Vorsorgeaufwendungen sind Versicherungsbeiträge mit dem Zweck, den Steuerpflichtigen und seine Angehörigen gegen allgemeine Lebensrisiken wie Tod, Unfall, Krankheit, Invalidität, Haftungsansprüche Dritter etc. abzusichern. Bei Arbeitnehmern werden diese Beiträge zunächst in einem pauschalierten Verfahren durch die Vorsorgepauschale berücksichtigt. Höhere Aufwendungen können ggf. im Rahmen der Veranlagung zur Einkommensteuer geltend gemacht werden.

Die als Vorsorgeaufwendungen bezeichneten Beiträge zu Versicherungen sind abschließend im § 10 Abs. 1 Nr. 2,3 und 3a EStG geregelt und nur im Rahmen bestimmter Höchstbeträge als Sonderausgaben steuerlich abzugsfähig.

Voraussetzung für den Abzug von Vorsorgeaufwendungen ist gem. § 10 Abs. 2 EStG, dass sie

  1. a)

    nicht in wirtschaftlichem Zusammenhang mit steuerfreien Einnahmen stehen, z.B. Arbeitnehmeranteile zur gesetzlichen Sozialversicherung, die auf steuerfreien Arbeitslohn entfallen;

  2. b)

    an Versicherungsunternehmen geleistet werden, die ihren Sitz oder ihre Geschäftsleitung im Inland bzw. EU/EWR haben oder denen die Erlaubnis zum Geschäftsbetrieb im Inland erteilt worden ist.

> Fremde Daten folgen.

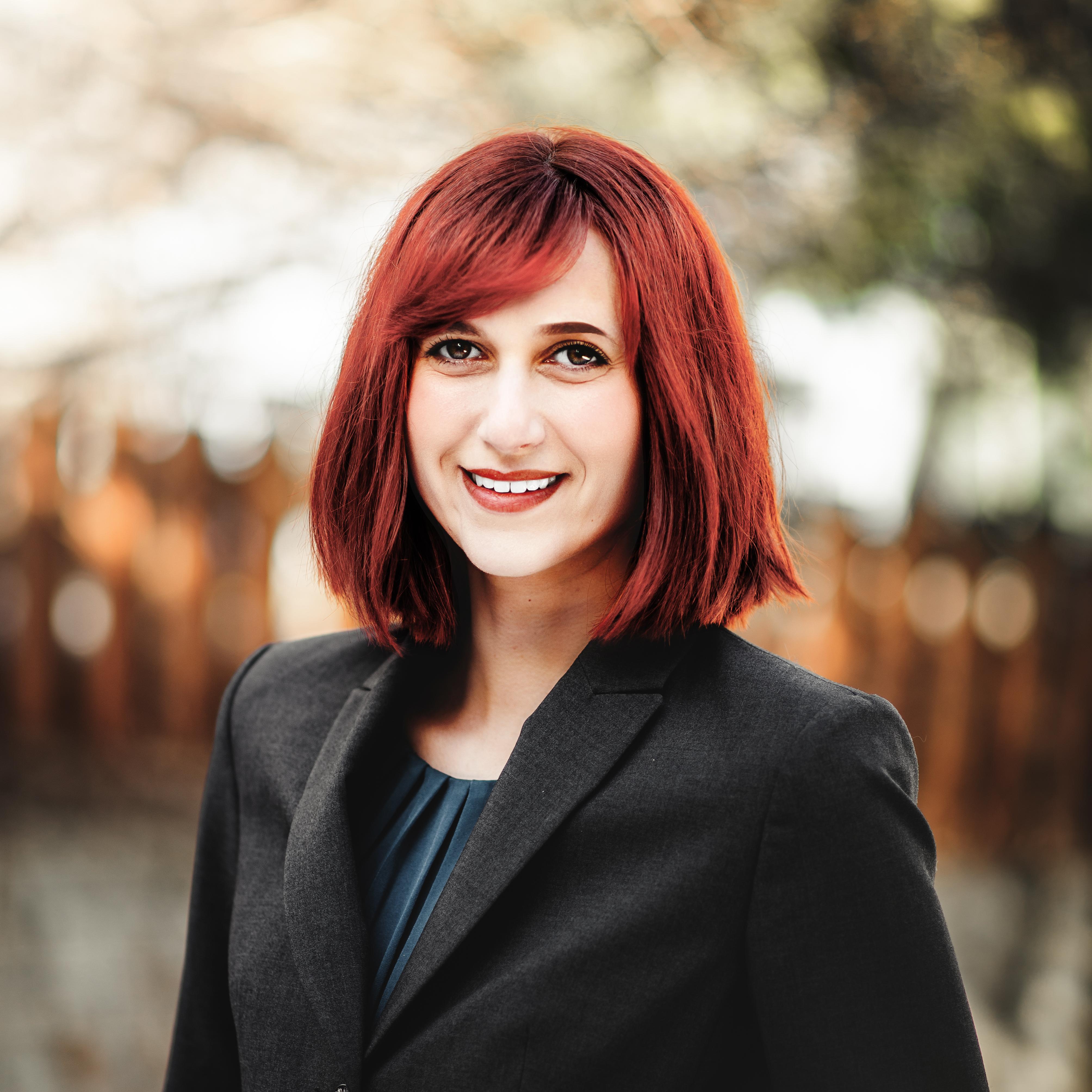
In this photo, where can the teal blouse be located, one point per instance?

Ein weiterer Sonderausgabenabzug ist möglich für Beiträge in Altersvorsorgeverträge, die im Rahmen der "Riester"-Rentenreform gefördert werden. Die entsprechende gesetzliche Regelung hierzu findet sich in § 10a EStG.

2. Abzugsmöglichkeit

Der Sonderausgabenabzug u.a. für Vorsorgeaufwendungen besteht aus zwei Komponenten (Altersvorsorge/ Basisvorsorge und sonstige Vorsorgeaufwendungen inkl. Beiträge zur Kranken- und Pflegepflichtversicherung).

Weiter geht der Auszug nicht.